The invention relates to the field of bioactive peptide prediction, in particular to a multi-mode fusion deep learning model and a multifunctional bioactive peptide prediction method.

Background

Bioactive peptides are small protein fragments, typically containing 2-20 amino acid residues, that play a variety of roles in metabolic and biological processes. Over the past several decades, a number of biologically active peptides have been identified that have multiple functions. Accurate identification of the activity of bioactive peptides is of great importance in at least two ways: helping to promote the understanding of the action mechanism of the bioactive peptide; new natural foods and pharmaceuticals are developed to meet safety and health requirements.

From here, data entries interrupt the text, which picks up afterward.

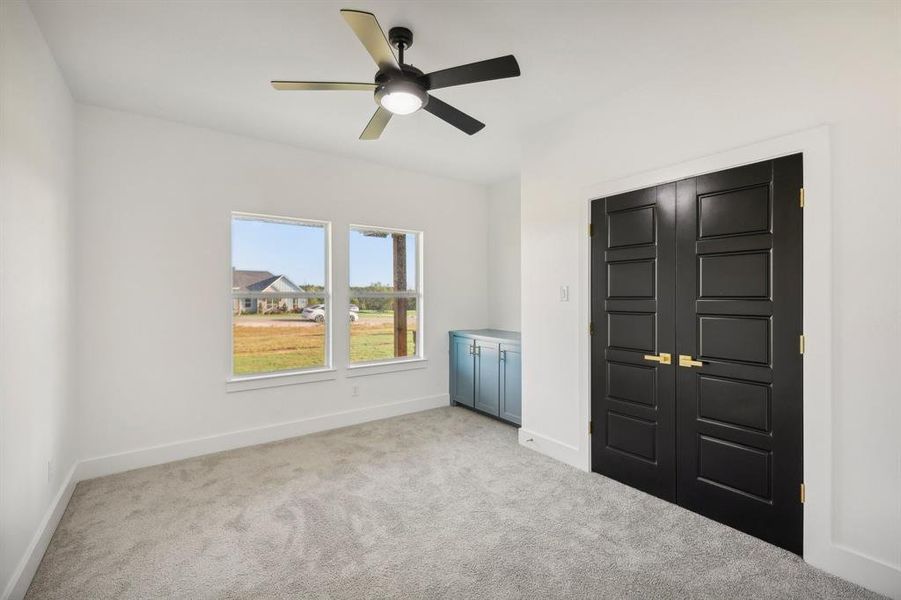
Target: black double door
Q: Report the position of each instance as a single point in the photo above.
(697, 345)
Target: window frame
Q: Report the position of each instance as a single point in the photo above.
(286, 376)
(419, 358)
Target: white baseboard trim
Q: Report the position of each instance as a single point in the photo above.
(551, 447)
(28, 566)
(145, 457)
(156, 455)
(859, 568)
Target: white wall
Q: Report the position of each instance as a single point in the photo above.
(504, 255)
(793, 67)
(153, 226)
(36, 159)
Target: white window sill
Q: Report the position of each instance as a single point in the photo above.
(376, 368)
(256, 382)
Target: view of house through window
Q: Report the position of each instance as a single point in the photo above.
(385, 294)
(279, 295)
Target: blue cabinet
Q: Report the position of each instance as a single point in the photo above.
(462, 371)
(511, 383)
(485, 372)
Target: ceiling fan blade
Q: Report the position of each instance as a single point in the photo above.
(324, 85)
(376, 125)
(370, 33)
(457, 118)
(486, 70)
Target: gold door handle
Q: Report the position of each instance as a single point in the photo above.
(687, 361)
(663, 358)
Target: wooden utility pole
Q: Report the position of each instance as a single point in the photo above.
(400, 285)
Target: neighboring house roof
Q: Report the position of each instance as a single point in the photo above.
(242, 280)
(261, 281)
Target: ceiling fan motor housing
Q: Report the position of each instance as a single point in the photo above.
(405, 81)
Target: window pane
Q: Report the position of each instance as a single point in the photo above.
(277, 332)
(373, 257)
(383, 328)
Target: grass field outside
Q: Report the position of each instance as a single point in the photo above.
(285, 342)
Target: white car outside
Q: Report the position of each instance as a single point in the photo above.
(316, 312)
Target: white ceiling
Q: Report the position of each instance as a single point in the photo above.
(209, 62)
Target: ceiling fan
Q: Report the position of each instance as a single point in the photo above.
(402, 89)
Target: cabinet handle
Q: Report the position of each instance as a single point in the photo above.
(687, 361)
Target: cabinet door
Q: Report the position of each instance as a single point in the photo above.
(462, 371)
(487, 377)
(510, 384)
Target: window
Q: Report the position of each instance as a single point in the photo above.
(385, 294)
(280, 295)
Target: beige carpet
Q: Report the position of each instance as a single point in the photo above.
(438, 504)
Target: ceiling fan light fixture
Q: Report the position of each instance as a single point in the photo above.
(401, 97)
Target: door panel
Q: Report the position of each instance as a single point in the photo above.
(463, 372)
(738, 312)
(487, 377)
(709, 267)
(633, 269)
(511, 386)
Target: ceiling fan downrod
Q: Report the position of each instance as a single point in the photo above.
(401, 38)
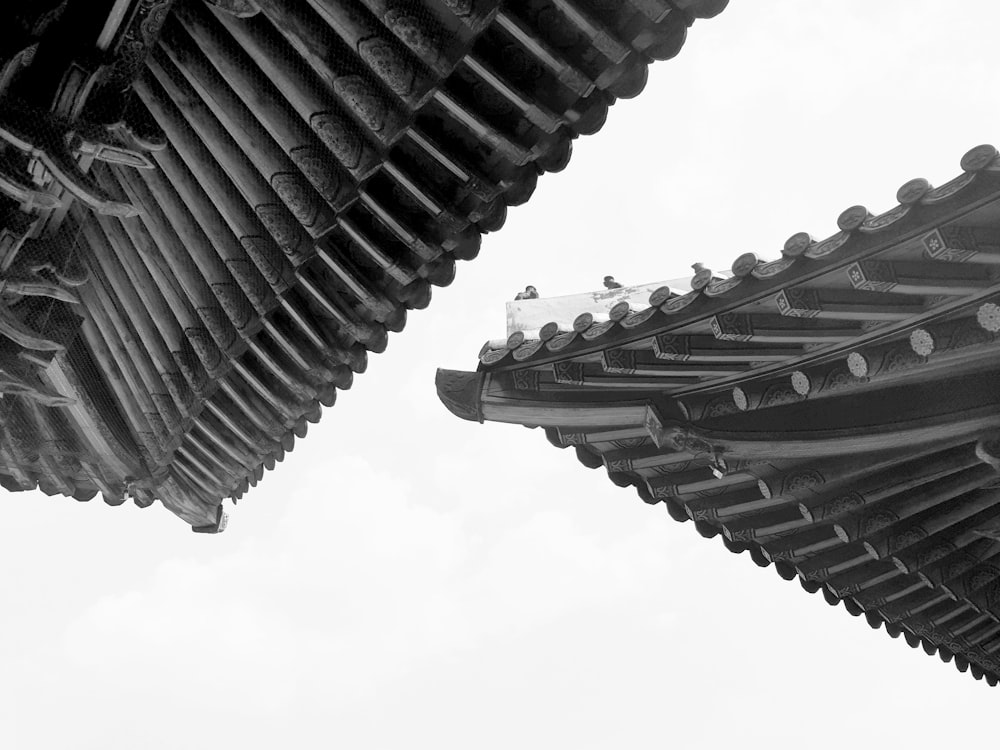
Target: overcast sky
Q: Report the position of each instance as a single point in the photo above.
(407, 579)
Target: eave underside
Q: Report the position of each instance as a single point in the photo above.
(325, 164)
(832, 413)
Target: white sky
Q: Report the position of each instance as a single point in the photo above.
(406, 579)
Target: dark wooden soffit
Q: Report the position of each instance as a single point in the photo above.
(833, 413)
(214, 209)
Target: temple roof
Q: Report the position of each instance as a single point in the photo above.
(832, 412)
(221, 213)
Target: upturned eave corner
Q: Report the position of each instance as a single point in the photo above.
(461, 393)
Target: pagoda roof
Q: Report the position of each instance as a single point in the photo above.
(255, 194)
(833, 412)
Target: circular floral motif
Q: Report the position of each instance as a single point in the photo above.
(988, 317)
(922, 342)
(796, 244)
(852, 218)
(857, 364)
(978, 158)
(744, 264)
(800, 383)
(913, 191)
(740, 399)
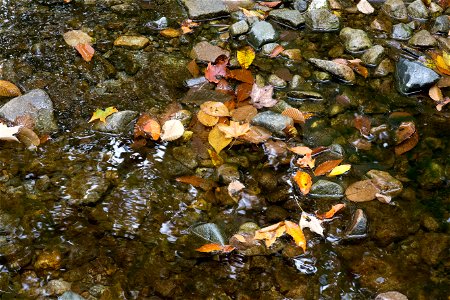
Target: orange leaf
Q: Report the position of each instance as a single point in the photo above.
(86, 51)
(296, 233)
(326, 167)
(303, 181)
(329, 214)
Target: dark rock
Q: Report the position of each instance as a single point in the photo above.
(412, 77)
(262, 32)
(35, 104)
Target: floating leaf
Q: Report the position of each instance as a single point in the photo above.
(326, 167)
(303, 181)
(339, 170)
(245, 56)
(9, 89)
(217, 139)
(172, 130)
(101, 115)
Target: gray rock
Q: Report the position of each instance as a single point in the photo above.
(418, 10)
(288, 17)
(391, 295)
(423, 39)
(339, 70)
(272, 121)
(324, 189)
(358, 226)
(322, 20)
(35, 104)
(205, 51)
(401, 32)
(262, 33)
(355, 40)
(119, 122)
(373, 56)
(239, 28)
(441, 25)
(201, 10)
(412, 77)
(396, 9)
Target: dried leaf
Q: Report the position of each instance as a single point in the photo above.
(339, 170)
(9, 89)
(296, 233)
(262, 97)
(101, 115)
(303, 181)
(329, 214)
(217, 139)
(326, 167)
(245, 56)
(172, 130)
(216, 109)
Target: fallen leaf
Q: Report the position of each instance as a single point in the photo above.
(339, 170)
(9, 89)
(172, 130)
(262, 97)
(361, 191)
(217, 139)
(303, 181)
(101, 115)
(326, 167)
(296, 233)
(329, 214)
(7, 133)
(216, 109)
(311, 222)
(234, 130)
(245, 56)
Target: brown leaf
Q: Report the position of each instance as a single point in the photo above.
(326, 167)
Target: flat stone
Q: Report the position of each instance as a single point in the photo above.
(35, 104)
(204, 51)
(412, 77)
(201, 10)
(288, 17)
(131, 42)
(339, 70)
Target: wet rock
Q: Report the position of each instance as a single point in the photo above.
(324, 189)
(262, 32)
(358, 226)
(322, 20)
(401, 32)
(201, 10)
(272, 121)
(355, 40)
(119, 122)
(131, 42)
(418, 10)
(204, 51)
(392, 295)
(422, 39)
(239, 28)
(373, 56)
(289, 17)
(413, 77)
(441, 25)
(339, 70)
(396, 9)
(35, 104)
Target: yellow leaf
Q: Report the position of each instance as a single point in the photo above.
(339, 170)
(218, 140)
(296, 233)
(103, 114)
(246, 56)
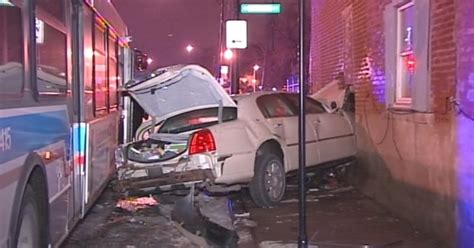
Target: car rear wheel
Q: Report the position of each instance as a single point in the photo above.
(28, 232)
(268, 184)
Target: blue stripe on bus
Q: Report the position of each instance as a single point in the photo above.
(22, 134)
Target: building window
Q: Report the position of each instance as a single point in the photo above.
(113, 76)
(407, 54)
(406, 59)
(51, 48)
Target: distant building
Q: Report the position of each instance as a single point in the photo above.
(411, 64)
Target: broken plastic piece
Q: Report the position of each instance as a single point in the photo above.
(134, 204)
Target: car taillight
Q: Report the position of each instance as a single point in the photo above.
(202, 141)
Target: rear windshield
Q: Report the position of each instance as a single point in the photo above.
(196, 119)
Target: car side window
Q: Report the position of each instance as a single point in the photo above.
(311, 106)
(273, 106)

The use of computer programming in biological research has greatly increased the importance of bioinformatics. Over the past several decades, many functional peptides have been identified, making it possible for machine learning algorithms to predict different peptides. More recently some predictive models have been dedicated to predicting peptide function from sequence information only, without the need for verification or using any a priori knowledge as input. In addition, various physicochemical-characteristic-based methods, mainly including amino acid composition, pseudo-amino acid composition, normalized amino acid composition, hydrophobicity, net charge, isoelectric point, alpha-helix propensity, beta-sheet propensity and turn-around propensity, have been previously proposed for predicting peptides. The structure data can effectively model the functional information of the peptide, the description degree of the peptide sequence as single data is insufficient, and the sequence data and the multi-modal data of the structure data can effectively extract the data characteristics of different visual angles, so that the peptide prediction is better carried out, and the capturing of the multi-modal data characteristics is difficult to complete by a single model.

Disclosure of Invention

The invention aims at: aiming at the problem that the prior single model is difficult to capture the characteristics of multi-modal data, a multi-modal fusion deep learning model is provided, structural properties are introduced into the model, multiple activities of bioactive peptides in a sequence are obtained by adopting a multi-scale expansion convolution and BiLSTM fusion model, characteristics of the bioactive peptides are obtained by adopting a multi-scale CNN module to process structural input, the obtained multi-modal characteristics are processed, information fusion is carried out, complementarity of the sequence and the structural properties of the bioactive peptides is effectively considered, and the bioactive peptide characteristics are captured from the multi-modal characteristics.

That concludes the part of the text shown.